The sequence in which query executes is:
- Firstly, join of the two tables is done.
- Then is is divided into groups based on `B.name`.
- In the third step, result is filtered using the condition in HAVING clause.
- Lastly, it is printed through SELECT.
FROM -> WHERE -> GROUP BY -> HAVING -> SELECT
`WHERE is not build to be able to handle aggregates`. We can not use WHERE after GROUP BY because WHERE clause works on rows and as soon as GROUP BY forms a result, the rows are convereted into groups. So, no individual conditions or actions can be performed on rows after GROUP BY.

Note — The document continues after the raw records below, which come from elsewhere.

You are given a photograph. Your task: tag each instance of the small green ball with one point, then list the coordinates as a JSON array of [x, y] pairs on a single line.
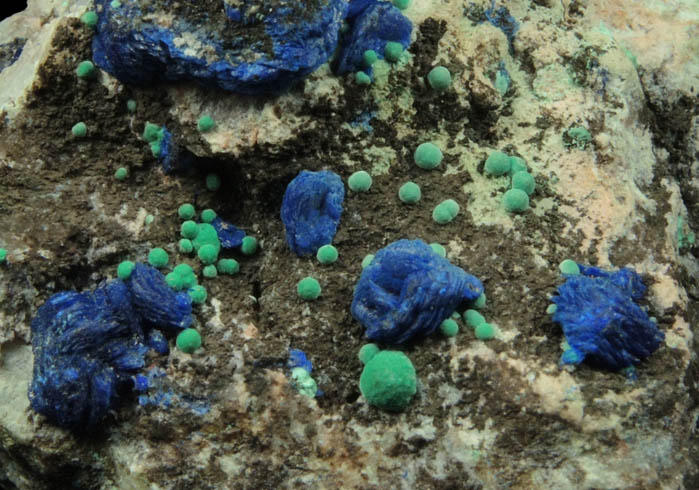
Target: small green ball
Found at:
[[189, 229], [369, 57], [517, 164], [213, 182], [473, 318], [445, 211], [158, 257], [438, 249], [249, 245], [121, 173], [188, 340], [86, 70], [79, 130], [498, 163], [205, 124], [515, 201], [308, 288], [569, 267], [89, 18], [185, 245], [428, 156], [207, 254], [174, 281], [409, 193], [125, 269], [362, 78], [523, 181], [439, 78], [208, 215], [327, 254], [388, 381], [228, 266], [151, 132], [197, 293], [392, 51], [367, 352], [186, 211], [359, 181], [485, 331], [449, 328]]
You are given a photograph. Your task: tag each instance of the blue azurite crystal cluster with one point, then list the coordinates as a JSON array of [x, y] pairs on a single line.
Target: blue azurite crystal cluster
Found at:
[[601, 320], [311, 210], [87, 346], [408, 290]]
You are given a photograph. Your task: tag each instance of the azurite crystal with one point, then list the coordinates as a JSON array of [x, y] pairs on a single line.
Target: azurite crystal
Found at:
[[87, 345], [408, 290], [254, 48], [602, 323], [311, 210]]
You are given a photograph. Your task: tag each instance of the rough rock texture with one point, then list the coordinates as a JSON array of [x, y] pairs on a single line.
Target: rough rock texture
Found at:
[[490, 415]]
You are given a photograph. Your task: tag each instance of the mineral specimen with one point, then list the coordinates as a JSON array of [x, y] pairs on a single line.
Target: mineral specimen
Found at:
[[249, 48], [602, 323], [88, 345], [408, 290], [311, 210]]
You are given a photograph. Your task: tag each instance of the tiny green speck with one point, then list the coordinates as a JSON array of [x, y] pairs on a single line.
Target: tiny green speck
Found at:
[[445, 211], [158, 257], [79, 130], [228, 266], [89, 18], [208, 215], [125, 269], [197, 293], [308, 288], [439, 78], [207, 254], [362, 78], [186, 211], [188, 340], [205, 124], [359, 181], [121, 173], [327, 254], [409, 193], [249, 245], [428, 156], [449, 328], [569, 267], [393, 51], [213, 182], [86, 69]]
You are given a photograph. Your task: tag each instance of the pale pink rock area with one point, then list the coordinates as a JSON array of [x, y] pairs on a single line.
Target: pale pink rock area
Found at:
[[488, 415]]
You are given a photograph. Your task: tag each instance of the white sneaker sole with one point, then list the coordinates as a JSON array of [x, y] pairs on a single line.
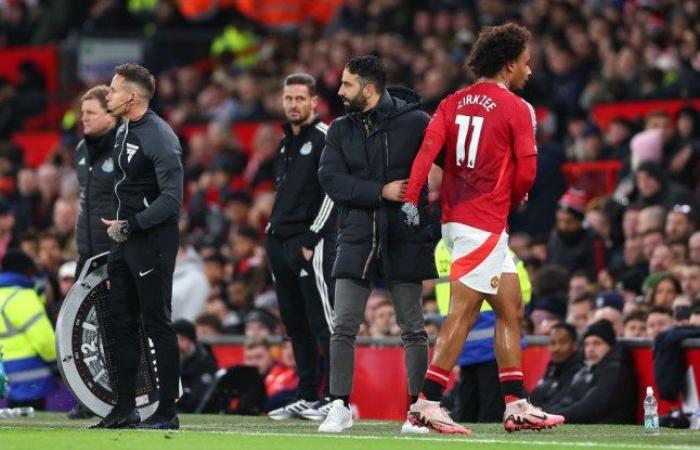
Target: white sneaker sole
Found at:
[[315, 416], [330, 429], [409, 428]]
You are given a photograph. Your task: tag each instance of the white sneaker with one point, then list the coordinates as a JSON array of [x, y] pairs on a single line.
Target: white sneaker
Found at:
[[339, 418], [318, 411], [293, 409], [409, 428]]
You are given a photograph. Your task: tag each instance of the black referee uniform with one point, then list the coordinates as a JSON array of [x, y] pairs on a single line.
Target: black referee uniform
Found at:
[[148, 193], [304, 216]]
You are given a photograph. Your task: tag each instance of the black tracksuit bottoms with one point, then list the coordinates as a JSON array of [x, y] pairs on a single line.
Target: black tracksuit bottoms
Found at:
[[305, 292], [141, 276]]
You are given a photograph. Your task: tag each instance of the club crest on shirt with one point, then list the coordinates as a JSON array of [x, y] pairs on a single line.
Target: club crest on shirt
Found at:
[[108, 165], [305, 149], [131, 150]]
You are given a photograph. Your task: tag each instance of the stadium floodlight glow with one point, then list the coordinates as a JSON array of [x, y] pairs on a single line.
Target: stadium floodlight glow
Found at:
[[84, 346]]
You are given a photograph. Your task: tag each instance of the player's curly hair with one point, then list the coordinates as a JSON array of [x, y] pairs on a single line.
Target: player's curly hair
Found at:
[[495, 47]]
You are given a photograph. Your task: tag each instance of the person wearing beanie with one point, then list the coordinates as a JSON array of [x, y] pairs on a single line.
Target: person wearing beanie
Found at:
[[572, 245], [27, 337], [604, 389], [197, 366]]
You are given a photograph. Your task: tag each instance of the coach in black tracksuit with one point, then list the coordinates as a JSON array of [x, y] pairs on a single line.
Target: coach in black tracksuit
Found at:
[[95, 169], [148, 194], [301, 241], [364, 167]]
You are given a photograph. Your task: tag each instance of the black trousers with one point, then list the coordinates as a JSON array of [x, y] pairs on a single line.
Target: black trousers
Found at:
[[479, 396], [141, 276], [305, 296]]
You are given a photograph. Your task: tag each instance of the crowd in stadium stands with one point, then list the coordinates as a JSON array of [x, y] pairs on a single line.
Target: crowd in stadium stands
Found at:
[[632, 257]]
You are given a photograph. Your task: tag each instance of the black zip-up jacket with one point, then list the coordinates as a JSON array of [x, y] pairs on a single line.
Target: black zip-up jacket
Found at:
[[148, 173], [373, 241], [95, 168], [301, 206]]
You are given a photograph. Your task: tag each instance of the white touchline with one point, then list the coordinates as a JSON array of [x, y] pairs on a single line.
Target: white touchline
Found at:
[[445, 439]]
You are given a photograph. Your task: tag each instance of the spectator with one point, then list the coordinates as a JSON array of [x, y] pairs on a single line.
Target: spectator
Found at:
[[581, 311], [665, 290], [7, 228], [612, 315], [66, 277], [578, 284], [383, 322], [653, 188], [26, 334], [680, 223], [690, 281], [190, 286], [694, 248], [572, 245], [208, 326], [659, 319], [604, 390], [197, 367], [565, 361], [260, 324], [635, 325]]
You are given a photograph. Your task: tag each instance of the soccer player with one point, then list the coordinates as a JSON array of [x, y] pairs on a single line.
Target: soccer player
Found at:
[[488, 134]]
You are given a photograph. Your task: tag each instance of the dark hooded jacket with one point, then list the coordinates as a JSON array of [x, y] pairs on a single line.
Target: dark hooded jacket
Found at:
[[603, 393], [556, 380], [365, 151]]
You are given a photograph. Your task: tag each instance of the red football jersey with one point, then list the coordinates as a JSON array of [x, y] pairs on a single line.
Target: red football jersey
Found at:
[[483, 129]]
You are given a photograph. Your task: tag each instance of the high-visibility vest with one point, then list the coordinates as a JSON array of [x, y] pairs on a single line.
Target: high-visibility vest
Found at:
[[243, 44], [479, 344], [28, 343]]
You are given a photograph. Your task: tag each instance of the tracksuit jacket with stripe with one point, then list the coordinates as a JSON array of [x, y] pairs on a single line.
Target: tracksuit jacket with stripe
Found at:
[[301, 206]]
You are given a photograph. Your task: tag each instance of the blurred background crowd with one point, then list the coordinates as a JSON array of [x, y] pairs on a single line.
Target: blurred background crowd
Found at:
[[631, 255]]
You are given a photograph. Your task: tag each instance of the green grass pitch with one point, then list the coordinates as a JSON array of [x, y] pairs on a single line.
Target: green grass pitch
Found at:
[[50, 431]]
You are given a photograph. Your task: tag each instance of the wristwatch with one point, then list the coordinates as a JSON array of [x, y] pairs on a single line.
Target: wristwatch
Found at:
[[124, 227]]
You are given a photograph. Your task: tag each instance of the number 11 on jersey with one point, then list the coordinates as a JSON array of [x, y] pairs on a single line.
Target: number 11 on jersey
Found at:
[[463, 122]]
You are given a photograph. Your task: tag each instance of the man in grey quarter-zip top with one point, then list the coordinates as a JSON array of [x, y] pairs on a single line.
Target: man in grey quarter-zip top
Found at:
[[148, 195], [364, 166]]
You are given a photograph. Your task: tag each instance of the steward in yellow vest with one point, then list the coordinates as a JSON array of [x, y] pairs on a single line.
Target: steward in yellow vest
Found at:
[[26, 335]]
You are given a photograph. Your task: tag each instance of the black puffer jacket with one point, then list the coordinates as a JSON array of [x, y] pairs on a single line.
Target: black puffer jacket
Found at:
[[373, 242], [95, 167], [604, 393], [556, 381]]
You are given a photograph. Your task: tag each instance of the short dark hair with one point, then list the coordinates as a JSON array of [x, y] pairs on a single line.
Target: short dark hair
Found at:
[[255, 343], [638, 315], [495, 47], [139, 75], [303, 79], [370, 69], [585, 297], [209, 320], [568, 328], [661, 310], [98, 93]]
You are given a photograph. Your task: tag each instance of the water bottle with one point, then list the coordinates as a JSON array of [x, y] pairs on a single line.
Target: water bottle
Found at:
[[651, 413], [24, 411], [3, 378]]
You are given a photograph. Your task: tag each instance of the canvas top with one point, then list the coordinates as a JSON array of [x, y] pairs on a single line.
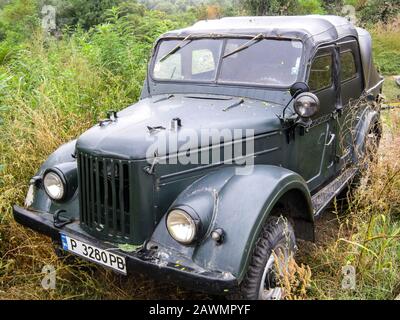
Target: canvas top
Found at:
[[313, 29]]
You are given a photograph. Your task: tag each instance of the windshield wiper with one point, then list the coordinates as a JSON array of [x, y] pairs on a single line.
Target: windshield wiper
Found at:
[[177, 48], [248, 44]]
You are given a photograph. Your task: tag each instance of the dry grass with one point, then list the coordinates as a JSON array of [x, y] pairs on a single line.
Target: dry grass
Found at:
[[363, 232]]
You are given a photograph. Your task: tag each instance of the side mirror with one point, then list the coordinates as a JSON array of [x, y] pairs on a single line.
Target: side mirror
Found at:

> <span style="color:Green">**Note: WHERE is not build to be able to handle aggregates as 'WHERE' works with rows not groups**</span>
* Differences between Having and Where:
![Screenshot 2024-02-14 at 1.26.50PM](https://hackmd.io/_uploads/r13_Gl5o6.png)
That's all for this class. If there are any doubts feel free to ask now. Thanks!